Abu Dhabi is also reportedly working to undermine Mahmoud Abbas’s influence in Gaza by backing his rival, Mohammed Dahlan, a Gaza-born former Fatah leader who now resides in the UAE. Although Dahlan’s supporters are visible in refugee camps, they have not returned to Gaza due to Hamas’s dominance and restrictions on their operations.
Amid a lack of credible Palestinian political partners, the UAE launched a humanitarian initiative in March 2024 with the U.S.-based NGO World Central Kitchen to deliver sea-based aid to Gaza from Cyprus. However, this effort collapsed following an Israeli airstrike on April 1, 2024, that killed three international volunteers, three British security guards, and a Palestinian driver.

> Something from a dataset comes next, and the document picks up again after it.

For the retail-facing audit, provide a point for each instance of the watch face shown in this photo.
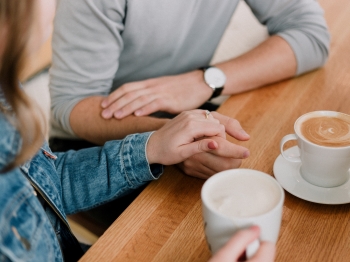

Although the UAE later sent 2,500 aid trucks via Egypt, these only covered about five days of Gaza’s basic needs. Attempts to prevent Egyptian intermediaries from exploiting the aid for political gain were largely unsuccessful, undermining the UAE’s narrative of silent humanitarian leadership.
Filiu acknowledged that Gaza residents appreciated the quality of the Emirati aid—food, clothing, and medical supplies—and that President Mohammed bin Zayed oversaw the evacuation of hundreds of injured individuals to Abu Dhabi. Still, the scale of the effort fell short of Gaza’s actual needs, which include an estimated 12,000 medical evacuations.
The historian concluded that UAE National Security Advisor Sheikh Tahnoun bin Zayed’s visit to the White House—coinciding with the renewed Israeli offensive in Gaza and followed by a dinner with Donald Trump—amounted to tacit Emirati approval of the ongoing war, given the absence of any public mention of the humanitarian crisis.